Interview by Marija Butkovic @MarijaButkovic
Melissa’s career has been focused on investment management, with an emphasis on high-net-worth clients. She is particularly effective in gathering client information, analyzing economic and business data and trends, and providing astute recommendations based on each client’s risk profile. Her knowledge of financial operations comes from a breadth of experience that includes big banks, mid-size boutique firms, and independent firms. She’s worked with pension plans, private equity, and portfolios of all sizes. From a young age, she watched her family’s business gain market share despite competing with global firms, and she learned first-hand how to maintain a competitive edge and deliver outstanding, customized service.
As a small business owner, she’s learned how to make quick decisions and adapt to customers’ needs—eventually landing the Microsoft and VIA Rail pension plans. She helped raise $2M of private funding and secured million-dollar consumer packing contracts with Fortune 500 companies including Motorola Mobile and Coca Cola. Outside of work, she’s been involved for several years with the Learning Disabilities Association of York Region, currently serving as their President.
Melissa, how did you get into fashion tech?
I’ve always loved fashion, and I became fascinated with the tech industry while I was taking my MBA at Cornell University. It was natural to combine innovation and 3D-printing into what has now become my business.
What is the idea behind krippit and how did you come up with it?
It was an early memory of my mother, when I was just six years old, who was picking us up after work from school. She held groceries in one arm while holding my brother’s hand in the other, by the time I ran across the street, she had taken a fall because her heels got caught in the sewer grates. The injury kept her away from work for three days.
High heel related emergency room visits doubled over the last decade. Later on, I was at a friend’s outdoor wedding, and they had made heel protectors available to guests who were struggling to walk in the grass without sinking. I was intrigued by the devices, but immediately saw that improvements could be made to the design. I took a few home to study further and over time came up with my own 3D printed design, which is now what we know as Krippit!
When did you start with that business, how did you start and do you have other members in your team?
I started krippit with my business school classmate Julie Belleza, who is a software engineer and was instrumental in the design and prototyping with 3D printers.

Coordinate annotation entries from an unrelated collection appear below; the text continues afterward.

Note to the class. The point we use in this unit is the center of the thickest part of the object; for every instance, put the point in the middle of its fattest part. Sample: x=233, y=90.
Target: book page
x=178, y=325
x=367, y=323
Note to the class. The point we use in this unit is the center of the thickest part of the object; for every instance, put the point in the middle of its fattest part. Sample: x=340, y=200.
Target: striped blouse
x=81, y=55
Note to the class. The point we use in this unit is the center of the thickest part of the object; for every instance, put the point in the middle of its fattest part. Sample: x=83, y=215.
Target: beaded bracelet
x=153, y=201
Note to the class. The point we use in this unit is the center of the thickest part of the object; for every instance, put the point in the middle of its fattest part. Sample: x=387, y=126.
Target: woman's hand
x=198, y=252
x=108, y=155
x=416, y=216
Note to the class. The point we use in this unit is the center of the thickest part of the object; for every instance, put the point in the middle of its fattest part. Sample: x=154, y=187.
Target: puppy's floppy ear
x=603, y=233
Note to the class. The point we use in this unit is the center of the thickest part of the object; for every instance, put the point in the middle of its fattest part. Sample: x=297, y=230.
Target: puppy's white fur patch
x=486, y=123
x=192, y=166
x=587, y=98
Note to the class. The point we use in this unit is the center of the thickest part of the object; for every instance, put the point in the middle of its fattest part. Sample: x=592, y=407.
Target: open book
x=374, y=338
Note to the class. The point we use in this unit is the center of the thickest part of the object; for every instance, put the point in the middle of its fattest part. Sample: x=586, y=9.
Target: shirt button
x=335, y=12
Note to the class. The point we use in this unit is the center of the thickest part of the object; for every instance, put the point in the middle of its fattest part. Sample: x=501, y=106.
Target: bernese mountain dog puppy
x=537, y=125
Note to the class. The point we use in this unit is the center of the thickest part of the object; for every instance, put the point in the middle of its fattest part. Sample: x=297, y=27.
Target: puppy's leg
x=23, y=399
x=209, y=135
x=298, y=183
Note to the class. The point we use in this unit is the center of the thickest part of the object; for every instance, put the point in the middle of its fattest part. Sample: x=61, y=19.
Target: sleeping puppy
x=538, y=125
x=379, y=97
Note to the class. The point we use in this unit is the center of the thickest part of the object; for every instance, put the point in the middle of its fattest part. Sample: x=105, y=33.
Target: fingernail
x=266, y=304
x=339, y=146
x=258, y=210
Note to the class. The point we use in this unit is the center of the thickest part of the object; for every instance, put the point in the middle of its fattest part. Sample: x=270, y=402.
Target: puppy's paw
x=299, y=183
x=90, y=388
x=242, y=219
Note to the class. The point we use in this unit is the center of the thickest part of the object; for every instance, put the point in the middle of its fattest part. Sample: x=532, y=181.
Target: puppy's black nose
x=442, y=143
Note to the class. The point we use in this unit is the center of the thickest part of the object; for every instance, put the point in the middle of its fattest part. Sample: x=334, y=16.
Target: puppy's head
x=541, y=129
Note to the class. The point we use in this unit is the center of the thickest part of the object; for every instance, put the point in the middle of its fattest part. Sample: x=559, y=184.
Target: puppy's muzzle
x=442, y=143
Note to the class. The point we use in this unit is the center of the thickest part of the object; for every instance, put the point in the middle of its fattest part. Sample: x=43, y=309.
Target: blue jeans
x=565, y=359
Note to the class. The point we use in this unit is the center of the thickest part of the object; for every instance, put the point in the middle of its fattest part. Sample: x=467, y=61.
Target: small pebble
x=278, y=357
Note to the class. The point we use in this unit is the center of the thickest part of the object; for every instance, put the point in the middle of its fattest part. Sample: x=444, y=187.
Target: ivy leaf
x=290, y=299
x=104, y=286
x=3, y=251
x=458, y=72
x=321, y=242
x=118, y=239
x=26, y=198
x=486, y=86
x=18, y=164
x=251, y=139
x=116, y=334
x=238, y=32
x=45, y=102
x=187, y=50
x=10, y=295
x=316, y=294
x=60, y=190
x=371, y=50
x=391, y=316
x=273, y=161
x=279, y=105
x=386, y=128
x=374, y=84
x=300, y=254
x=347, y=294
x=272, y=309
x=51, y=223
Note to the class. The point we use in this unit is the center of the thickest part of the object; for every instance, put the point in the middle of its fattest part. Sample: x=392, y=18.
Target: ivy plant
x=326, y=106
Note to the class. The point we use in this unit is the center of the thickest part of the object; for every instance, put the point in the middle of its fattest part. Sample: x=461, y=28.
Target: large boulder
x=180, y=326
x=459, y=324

During the summer of 2017, we managed to gain validation of our initial prototypes from Founder Institute’s accelerator program in Toronto as well as Woodbine entertainment Group’s Queen’s Plate event (one of North America’s biggest horse races).

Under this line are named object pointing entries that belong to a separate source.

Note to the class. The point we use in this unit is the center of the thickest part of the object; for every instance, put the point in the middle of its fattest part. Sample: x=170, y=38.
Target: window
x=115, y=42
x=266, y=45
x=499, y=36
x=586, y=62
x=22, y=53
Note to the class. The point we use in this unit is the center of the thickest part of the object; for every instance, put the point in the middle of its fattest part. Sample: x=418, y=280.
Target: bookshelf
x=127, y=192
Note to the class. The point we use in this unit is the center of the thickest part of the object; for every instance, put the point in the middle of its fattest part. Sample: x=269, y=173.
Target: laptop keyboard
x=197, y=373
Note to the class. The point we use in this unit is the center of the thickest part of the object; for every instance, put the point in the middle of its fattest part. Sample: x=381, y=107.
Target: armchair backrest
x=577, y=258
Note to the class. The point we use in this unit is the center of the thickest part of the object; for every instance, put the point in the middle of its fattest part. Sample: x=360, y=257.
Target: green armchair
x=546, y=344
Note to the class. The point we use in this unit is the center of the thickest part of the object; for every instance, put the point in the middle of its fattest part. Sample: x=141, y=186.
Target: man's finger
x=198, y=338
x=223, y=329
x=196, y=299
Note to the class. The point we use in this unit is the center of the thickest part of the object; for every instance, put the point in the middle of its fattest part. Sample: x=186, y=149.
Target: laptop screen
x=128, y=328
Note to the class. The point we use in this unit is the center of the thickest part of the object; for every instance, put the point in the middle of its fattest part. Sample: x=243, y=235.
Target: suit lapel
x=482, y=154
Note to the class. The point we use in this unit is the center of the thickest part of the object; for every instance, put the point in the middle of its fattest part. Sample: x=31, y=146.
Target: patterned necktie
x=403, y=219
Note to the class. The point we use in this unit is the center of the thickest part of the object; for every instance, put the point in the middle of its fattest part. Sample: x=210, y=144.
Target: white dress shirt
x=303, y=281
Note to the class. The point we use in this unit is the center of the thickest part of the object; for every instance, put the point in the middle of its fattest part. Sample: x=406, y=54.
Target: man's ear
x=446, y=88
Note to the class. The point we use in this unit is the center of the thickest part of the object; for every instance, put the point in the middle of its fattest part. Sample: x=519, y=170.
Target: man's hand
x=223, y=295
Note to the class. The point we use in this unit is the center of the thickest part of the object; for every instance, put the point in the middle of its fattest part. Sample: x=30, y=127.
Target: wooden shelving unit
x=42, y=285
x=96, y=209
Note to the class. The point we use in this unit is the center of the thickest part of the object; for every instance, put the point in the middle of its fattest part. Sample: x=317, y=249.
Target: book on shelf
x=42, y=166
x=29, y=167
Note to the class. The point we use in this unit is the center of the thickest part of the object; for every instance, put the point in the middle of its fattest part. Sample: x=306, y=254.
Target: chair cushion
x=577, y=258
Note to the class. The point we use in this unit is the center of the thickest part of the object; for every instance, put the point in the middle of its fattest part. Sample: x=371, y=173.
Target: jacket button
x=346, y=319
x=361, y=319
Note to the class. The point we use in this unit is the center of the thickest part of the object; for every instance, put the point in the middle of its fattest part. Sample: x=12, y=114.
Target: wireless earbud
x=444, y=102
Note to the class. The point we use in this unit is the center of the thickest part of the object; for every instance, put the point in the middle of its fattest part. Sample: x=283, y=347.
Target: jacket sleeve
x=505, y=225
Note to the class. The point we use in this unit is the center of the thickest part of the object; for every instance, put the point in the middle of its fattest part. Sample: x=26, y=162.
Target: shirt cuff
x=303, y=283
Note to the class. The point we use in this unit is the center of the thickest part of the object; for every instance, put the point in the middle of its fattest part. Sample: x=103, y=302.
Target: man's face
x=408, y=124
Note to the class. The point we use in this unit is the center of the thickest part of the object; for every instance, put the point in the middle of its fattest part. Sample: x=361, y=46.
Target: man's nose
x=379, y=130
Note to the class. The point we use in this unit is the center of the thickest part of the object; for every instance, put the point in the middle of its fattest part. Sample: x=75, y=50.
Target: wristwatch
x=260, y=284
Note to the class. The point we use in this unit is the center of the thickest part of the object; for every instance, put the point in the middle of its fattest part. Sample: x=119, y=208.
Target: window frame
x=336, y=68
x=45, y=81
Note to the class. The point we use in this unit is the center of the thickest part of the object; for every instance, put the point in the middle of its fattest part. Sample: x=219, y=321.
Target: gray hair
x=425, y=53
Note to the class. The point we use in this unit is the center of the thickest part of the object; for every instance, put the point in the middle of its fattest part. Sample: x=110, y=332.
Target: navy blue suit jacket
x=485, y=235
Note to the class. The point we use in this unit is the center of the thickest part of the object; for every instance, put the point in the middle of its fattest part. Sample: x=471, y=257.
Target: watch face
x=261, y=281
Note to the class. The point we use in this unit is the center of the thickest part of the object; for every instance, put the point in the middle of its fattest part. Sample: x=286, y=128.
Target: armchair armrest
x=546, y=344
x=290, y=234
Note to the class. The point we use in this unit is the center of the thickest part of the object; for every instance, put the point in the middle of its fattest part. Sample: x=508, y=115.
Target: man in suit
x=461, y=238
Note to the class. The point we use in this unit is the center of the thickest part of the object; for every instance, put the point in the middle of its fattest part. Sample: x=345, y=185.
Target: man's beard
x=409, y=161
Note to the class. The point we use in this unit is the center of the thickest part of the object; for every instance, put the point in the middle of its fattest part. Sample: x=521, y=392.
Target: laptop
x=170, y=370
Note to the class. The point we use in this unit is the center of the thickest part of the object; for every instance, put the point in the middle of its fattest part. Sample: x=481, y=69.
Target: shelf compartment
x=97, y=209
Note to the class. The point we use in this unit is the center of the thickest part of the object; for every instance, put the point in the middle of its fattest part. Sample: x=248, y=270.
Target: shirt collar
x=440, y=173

We currently have one full time employee Jasmine, who started out as a co-op graphic – Arts and design student from Ryerson. Our other two part-time employees one from George Brown and the other for OCAD. We feel grateful and fortunate to have a fantastic team of interns growing and learning with us and of course our vendor partners and other collaborators in various industries.
How long did it take you to be where you are now?
It’s taken a few years and over 1000 customer surveys to prototype and to establish a sustainable hybrid manufacturing solution that would bridge the gap between prototyping and final commercialization including manufacturing of our final molds.
What was the biggest obstacle?
There are a lot of steps to manufacturing a product, between securing patents, creating a design that works, getting to the point of mass production, which requires a lot of capital, as well as securing vendor relationships to get the product out there. It’s been a challenging undertaking, but an exciting one!
What are the challenges of being an entrepreneur in the niche you are in? How about being a female founder / entrepreneur?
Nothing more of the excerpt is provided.